È un viaggio unico e insieme sovrapponibile a qualsiasi altro, identico a quelli compiuti e agli innumerevoli che verranno quello narrato da Least Heat-Moon; un viaggio che è progressiva coscienza di sé, stupefatta scoperta della natura, della sua intrinseca, sovrumana perfezione (tra i molti, indimenticabili momenti del romanzo spiccano quelli dedicati al “melo Osage” o Maclura, pianta nota nel XIX secolo per essere “il miglior legno da archi del Nord America”, e al topo dei boschi) e delle tracce, alcune quasi dimenticate, altre indelebili come cicatrici o gentili e pietose come carezze, lasciate da generazioni di uomini e donne. Le 700 pagine di Prateria sono ben più di unentusiasmante dimostrazione di talento letterario, sono un piccolo miracolo di scrittura. Se amate il genere, leggete questo romanzo. Non ve ne pentirete.

Eccovi l’inizio del primo capitolo. Buona lettura.

Nel 1952, in occasione della mia prima visita alla Chase County, avevo dodici anni e facevo il navigatore accanto a mio padre che guidava la nostra Pontiac Chieftain ornata dallo splendido marchio costituito da una testa indiana cromata svettante sul cofano. (Dietro quel naso aquilino abbiamo viaggiato per mezzo decennio girando quasi tutta l’America). In queste ultime settimane ho cercato nella memoria qualche ricordo di quel primo contatto con le praterie del West. Cosa avevo visto a quel tempo, che cosa avevo provato? Ma poiché oggi, a parte il viaggio di ritorno, non ne conservo alcun ricordo, immagino allora che le praterie mi fossero parse soltanto interminabili miglia da percorrere.
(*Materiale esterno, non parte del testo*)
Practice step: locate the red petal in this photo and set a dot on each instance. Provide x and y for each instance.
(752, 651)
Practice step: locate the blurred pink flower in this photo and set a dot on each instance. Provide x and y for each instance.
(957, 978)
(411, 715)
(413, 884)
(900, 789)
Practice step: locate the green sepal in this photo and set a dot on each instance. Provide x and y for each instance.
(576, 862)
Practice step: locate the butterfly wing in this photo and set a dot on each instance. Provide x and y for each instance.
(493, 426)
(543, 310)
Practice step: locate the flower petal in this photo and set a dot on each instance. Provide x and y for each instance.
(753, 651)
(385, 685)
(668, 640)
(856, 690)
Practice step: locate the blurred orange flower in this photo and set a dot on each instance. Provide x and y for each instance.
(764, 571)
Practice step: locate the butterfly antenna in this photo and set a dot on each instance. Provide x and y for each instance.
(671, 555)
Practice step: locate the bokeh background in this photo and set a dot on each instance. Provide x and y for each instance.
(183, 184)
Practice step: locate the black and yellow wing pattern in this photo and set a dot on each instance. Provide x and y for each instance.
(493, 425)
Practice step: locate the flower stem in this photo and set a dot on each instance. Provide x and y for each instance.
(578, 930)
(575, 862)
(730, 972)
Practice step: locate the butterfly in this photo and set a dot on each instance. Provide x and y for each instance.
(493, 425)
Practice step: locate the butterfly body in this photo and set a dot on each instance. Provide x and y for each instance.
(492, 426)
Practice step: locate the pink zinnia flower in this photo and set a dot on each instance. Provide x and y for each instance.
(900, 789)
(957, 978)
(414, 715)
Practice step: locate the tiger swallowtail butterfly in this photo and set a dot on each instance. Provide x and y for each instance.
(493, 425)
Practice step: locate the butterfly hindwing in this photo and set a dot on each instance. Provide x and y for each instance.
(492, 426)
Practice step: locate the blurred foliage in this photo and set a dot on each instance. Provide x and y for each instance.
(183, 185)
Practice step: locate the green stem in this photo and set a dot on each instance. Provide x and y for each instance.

In fin dei conti questa è l’impressione che, oggi come sempre, gli Americani provano attraversando il Kansas.

Nel 1965, quando ho finito il servizio militare in Marina e ho attraversato la prateria un’altra volta per andare in California, quelle terre coperte di erba mi son sembrate diverse, vive e proteiformi. Oggi penso che i due anni passati a guardare l’Oceano Atlantico avessero cambiato il mio modo di guardare i paesaggi, soprattutto quelli pianeggianti e ondulati. E ho anche iniziato a considerare le praterie, poco distanti dalla città in cui sono nato, la mia terra natale, e ho cominciato ad amarle non perché attirano l’attenzione come i monti o la costa, ma perché la respingono sfidando la capacità di mantenerla sveglia. All’inizio trovavo duro essere «qui e ora» nelle praterie, ma amavo la chiarezza lineare di un posto che richiedeva da me un apporto, la capacità di aprirsi a esso attivamente: vedere lontano, vedere poco. Così ho imparato un segreto che consiste nel prendere a piccole dosi le distanze allucinanti della prateria e nel riempirsi gli occhi dei piccoli particolari che attirano l’attenzione. A parte l’orizzonte e il cielo, la prateria non concede nulla facilmente, nemmeno l’umidità. Bisogna osservare attentamente le variazioni, i colori, le piccolezze. Non si tratta di imparare a pensare in maniera piatta – raramente le prateria sono piatte – bensì a pensare in maniera aperta e spoglia, a vedere senza l’aiuto di punti di riferimento, a fissare l’orizzonte per ritirare poi lo sguardo a mezzo campo dove sembra che non esista quasi nulla.